Бухту со всех сторон окружали угрюмые красноватые утесы. От них исходило ржавое сияние, огненной дымкой переливавшееся на солнце. Море прихотливо изрыло огромные скалы, и в них темнели небольшие гроты и фиорды. В их черных извилинах, обросших скользким морским мохом, прятались ленивые горбатые рыбы со странным названием спарит. Суровый пейзаж, обрамленный зубцами утесов, казался почти горным. Лишь в глубине бухты желто розовела узкая песчаная полоска. Там на душном солнцепеке гнили водоросли и темно-синие мидии. Их резкий запах доносился до нас.
Бросив якорь почти в центре спокойной зеленой подковы, мы непрерывно, одну за другой, вытаскивали крупных смарид. Блеснув медно-фиолетовыми разводами, они, словно тяжелые слитки серебра, падали на дно баркаса.
Мы с Правдой чуть дышали от изнуряющего зноя, хотя и были в одних плавках. Не помогали ни широкополые соломенные шляпы, ни едва ощутимое дыхание большой воды. Но наперекор всему никакая земная или морская сила не была бы в состоянии прогнать нас отсюда, ибо после упорных поисков, мы наконец-то попали на клев.
Голые высокие утесы загораживали собою горизонт, так что наш кругозор был как-то по-домашнему стеснен, хотя за нашей спиной расстилалось неподвижное синее море. Наши дочерна загоревшие тела побелели от соли, словно кто-то намазал нас нашатырем. Мы забрасывали и тотчас же вытаскивали самоловы-«чеконты» и в спешке забывали перекурить или же хотя бы освежить потрескавшиеся губы ярко-красным арбузом, который так и увядал в невыносимой жаре.
Море, как здесь говорят, умерло.
Внезапно рыба перестала клевать. Мы решили выкупаться. Затем я предложил Правде поваляться на пляже. Он чуть нахмурился, однако, как обычно, встал рядом со мной, и мы бросились в воду. Правда, который был и моложе меня и лучше плавал, доплыл первым.
Последние несколько метров измучили меня. Бухта была глубока, и ноги долго не доставали дна. Из воды я выбрался совершенно обессиленный и повалился ничком на раскаленный песок. Зной разморил меня. Повернув голову к Правде, я увидел, что он как-то особенно смотрит на меня.
Мое «морское самолюбие» было задето.
— Чего ты? — сердито спросил я.
— Ничего. Точно так вот лежал капитан, — сказал парень.
— Какой еще капитан?
Правда взял в руку мидию и стал чертить ею на песке.

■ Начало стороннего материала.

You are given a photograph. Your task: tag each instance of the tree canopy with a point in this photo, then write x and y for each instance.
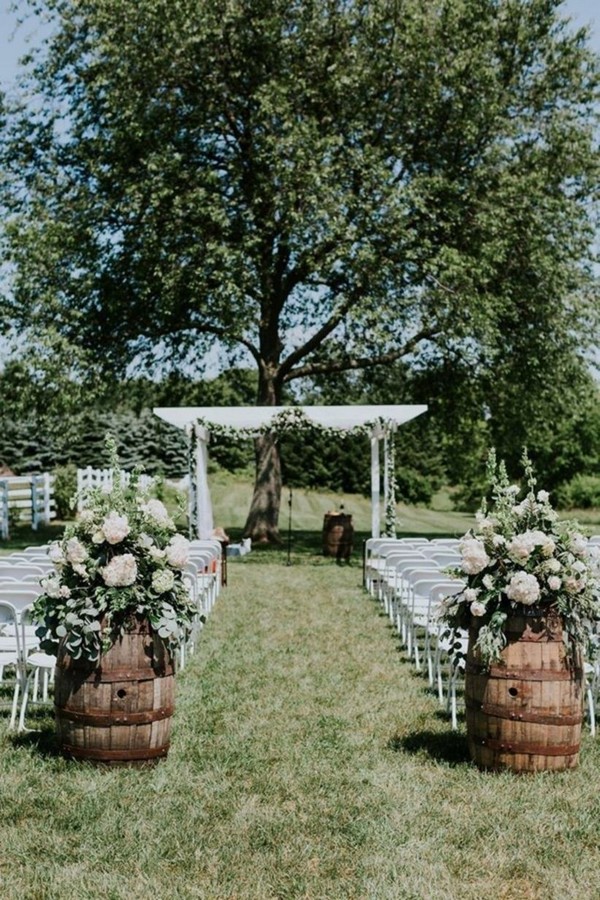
(317, 186)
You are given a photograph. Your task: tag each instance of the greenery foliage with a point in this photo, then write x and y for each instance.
(518, 557)
(122, 559)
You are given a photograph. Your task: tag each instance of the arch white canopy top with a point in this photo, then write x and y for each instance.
(248, 417)
(342, 417)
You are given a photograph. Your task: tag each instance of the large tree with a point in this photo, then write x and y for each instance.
(319, 186)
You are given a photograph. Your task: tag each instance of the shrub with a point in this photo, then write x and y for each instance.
(65, 487)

— В то время, летом сорок третьего года, мне шел десятый год. Был у меня дружок, Васко его звали. Отец его служил писарем в общине, бедняк вроде нас. Мой, ты его знаешь, все же был рыбаком, но в ту пору дробил камни в концлагере Атия. Старший брат кое-как перебивался рыбной ловлей, мать, и та приносила с фабрики кое-какие гроши, но бедность одолевала. Я постоянно был голоден, и мы с Васко целыми днями бродили по берегу. Питались виноградом и инжиром, не брезговали и сырыми мидиями…
— И разыскивали запечатанную бутылку! — вставил я с легкой усмешкой.
— Про бутылки мы тогда не слыхали. Собирали плавник — море нередко выбрасывало здоровенные коряги. Впрочем, чего только не выбрасывало в те времена море! Сапоги, кителя, бескозырки, бочонки, ящики и много трупов — немцев и итальянцев. Война и море давали нам недурной «улов».
Однажды, примерно в это вот время, бродили мы, усталые и отчаявшиеся. Накануне был шторм, и об этот вон риф, — Правда указал на небольшой скалистый мыс справа, — разбилась шлюпка с тремя советскими матросами. Полицейские выждали, чтобы они разбились и утонули у самого берега, и только тогда вытащили их. Шкурой своей не желали, сволочи, рисковать. Даже арестовали тех, кто хотел помочь матросам. Из документов узнали, что они с какого-то, наверно торпедированного, эсминца.
Так вот, бродим мы с Васко по раскаленным скалам, еле ноги волочим. Обогнул я вон тот рифик, — Правда указал на скалистый мыс слева, — и даже крикнуть не успел от неожиданности. Здесь вот, где ты сейчас сидишь, лежал, уткнувшись лицом в песок, моряк огромного роста. Мертвый! Ноги его были в воде. По форме я догадался, что это советский моряк. В эту минуту Васко, поравнявшись со мной, заорал во все горло: «Чур, мой!» — и бросился бежать к утопленнику, но я оказался проворнее и опередил его.